Separately the Commodity Futures Trading Commission (CFTC) and the Securities Exchange Commission (SEC) announced civil charges against the same CQC executives. According to a CFTC press release, “The CQC order finds from in or after 2019 to at least Dec. 2023, CQC engaged in a deceptive scheme relating to projects it developed purportedly intended to reduce carbon emissions, such as by installing more efficient cookstoves or LED light bulbs in sub-Saharan Africa, Asia, and Central America. Based on information CQC reported to at least one carbon credit registry and third-party reviewers, among others, CQC sought and received issuances of carbon credits that CQC could and did sell to other participants in the voluntary carbon credit market.” 

This announcement suggests that the CFTC has more evidence of carbon market fraud than DOJ, i.e., evidence beyond the 27 cookstove projects that Verra is currently reviewing. But the CFTC, like DOJ, is asking the court to levy severe penalties against Mr. Newcombe, while allowing CQC to continue operating, subject to compliance with certain conditions, including payment of a $1 million penalty. The CFTC announced the formation of its Environmental Market Fraud Task Force in June 2023. Most CFTC enforcement investigations begin with whistleblower tips.

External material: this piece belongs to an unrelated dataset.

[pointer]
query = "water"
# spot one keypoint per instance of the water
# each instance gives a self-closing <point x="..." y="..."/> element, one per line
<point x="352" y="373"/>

Learning from the U.S. case of carbon market fraud 

These DOJ criminal charges and the civil charges from two U.S. regulatory agencies point to the critical need to include rules, administrative mechanisms and adequate resources to prevent and, if justified by the evidence, prosecute fraud and other forms of corruption in the trading of carbon market credits. Governments may wish to fast track agreement on Article 6.4 at COP29 to enable them to sell emissions reduction credits to the private sector. However, if COP29 negotiators want to sustain these sales and investment in emissions reduction projects, they must not ignore the lessons of voluntary carbon market corruption. If governments are not willing or able to directly finance emissions reductions and adaptation to climate change, they must at least make sure that indirect climate finance derived from selling carbon credits is not imperiled by a failure to include the SD Tool means to detect potential cases of corruption and punish bad carbon market actors.